3. Conseils d’utilisation

  • Diluer à 10-20 % pour la pulvérisation (en cas de menace de maladies cryptogamiques, jusqu’à 30 % sur cépages sensibles tels que le gewurztraminer).
  • Intervalle : 7 à 14 jours, idéalement avant pluie ou forte humidité pour prévenir les attaques de mildiou et d’oïdium.

Conseils pratiques d’application dans le vignoble

  • Privilégier un temps sec et couvert (matin ou fin de journée) : l’humidité favorise l’adhésion, et l’absence de soleil limite le stress foliaire.
  • Ne pas mélanger ortie et prêle dans une même macération, mais alterner les applications : ortie pour la vigueur et la stimulation, prêle comme barrière antifongique.
  • Veiller à renouveler en cas de forte pluie.
  • Doser prudemment, surtout pour l’ortie : l’excès peut entraîner une croissance végétative trop importante au détriment de la maturation des fruits (GRAB Avignon).

Les résultats sur la vigne : apports mesurés et retours d’expérience

Plusieurs expérimentations, réalisées notamment par l’ITAB (Institut Technique de l’Agriculture Biologique) et l’IFV (Institut Français de la Vigne et du Vin), ont montré que l’usage régulier de tisanes adapte la physiologie des ceps : augmentation de la résistance aux maladies foliaires et meilleur équilibre végétatif.

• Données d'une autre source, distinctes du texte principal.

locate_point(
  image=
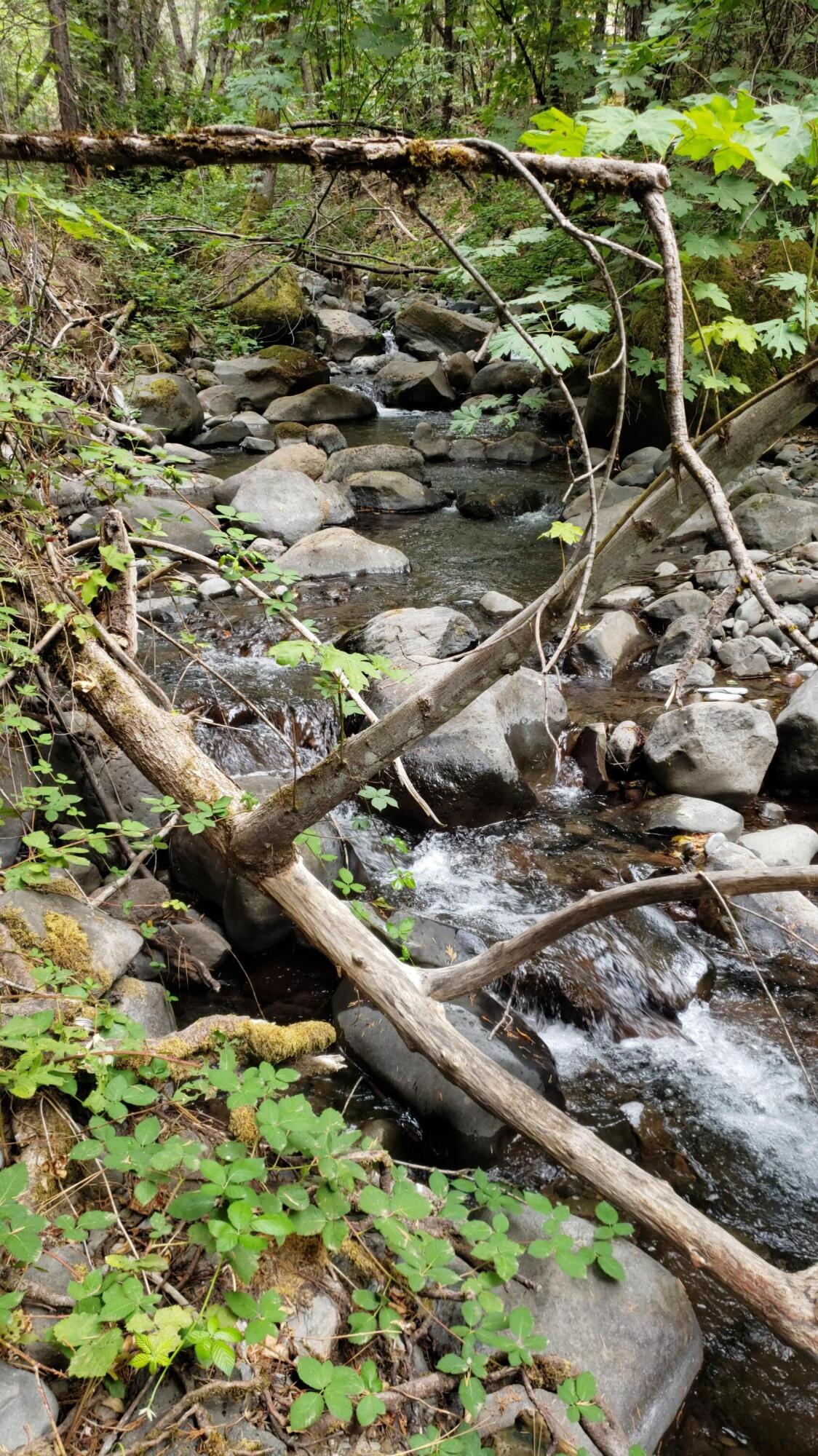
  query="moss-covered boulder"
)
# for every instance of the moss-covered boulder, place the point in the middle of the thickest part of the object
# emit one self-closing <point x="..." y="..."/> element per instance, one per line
<point x="276" y="306"/>
<point x="170" y="403"/>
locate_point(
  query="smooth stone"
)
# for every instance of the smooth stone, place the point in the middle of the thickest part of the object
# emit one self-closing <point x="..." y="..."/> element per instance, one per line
<point x="686" y="815"/>
<point x="340" y="553"/>
<point x="712" y="751"/>
<point x="788" y="845"/>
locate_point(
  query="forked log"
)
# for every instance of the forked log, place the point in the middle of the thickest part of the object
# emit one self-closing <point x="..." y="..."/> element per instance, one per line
<point x="164" y="748"/>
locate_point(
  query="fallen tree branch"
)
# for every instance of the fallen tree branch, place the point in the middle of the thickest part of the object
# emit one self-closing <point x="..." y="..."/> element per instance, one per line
<point x="597" y="905"/>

Par exemple, en 2017, l’IFV a rapporté que l’application de tisane de prêle sur un hectare de riesling réduit de 30 % l’incidence du mildiou par rapport à une parcelle témoin non traitée (IFV, Alternatives au cuivre).

L’ortie se révèle précieuse lors des printemps froids et humides, où le développement de la vigne est entravé. Son action booste les jeunes pousses et accentue la vigueur des plants, tout en atténuant certains symptômes de carences.

Du côté des vignerons, les témoignages convergent : ces solutions sont efficaces quand elles sont intégrées à une stratégie globale (travail du sol, observation fine du climat, sélections des cépages résilients). Elles ne sont pas des remèdes-miracles, mais offrent une stabilité supplémentaire, qui limite en moyenne de 15 à 40 % les interventions phytosanitaires lourdes selon le millésime.

Quelques écueils à éviter pour préserver l’équilibre du vignoble

  • Trop d’ortie : risque de croissance exubérante, préjudice pour la qualité aromatique des raisins sur les cépages précoces.
  • Erreur de dosage de prêle : surdosage peut provoquer des brûlures foliaires, surtout lors de périodes très sèches.
  • Risques réglementaires : en France, seules les tisanes simples sont autorisées. Les macérations fermentées ou extraits alcooliques sont soumis à des réglementations strictes (Source : Ministère de l’Agriculture).
  • Ne pas traiter en période de floraison : afin de préserver l’action des pollinisateurs et favoriser la nouaison.

Pour aller plus loin : ressources et recommandations

L’essor des tisanes végétales en Alsace comme ailleurs montre la capacité du vignoble à faire dialoguer tradition et innovation. Dans leur simplicité, ortie et prêle deviennent les symboles d’une viticulture attentive, patiente, prête à puiser dans la nature ses propres solutions pour affronter l’avenir. À suivre : d’autres plantes à découvrir, d’autres techniques naturelles à explorer pour renforcer, année après année, la vitalité de nos vignes et la typicité de nos terroirs.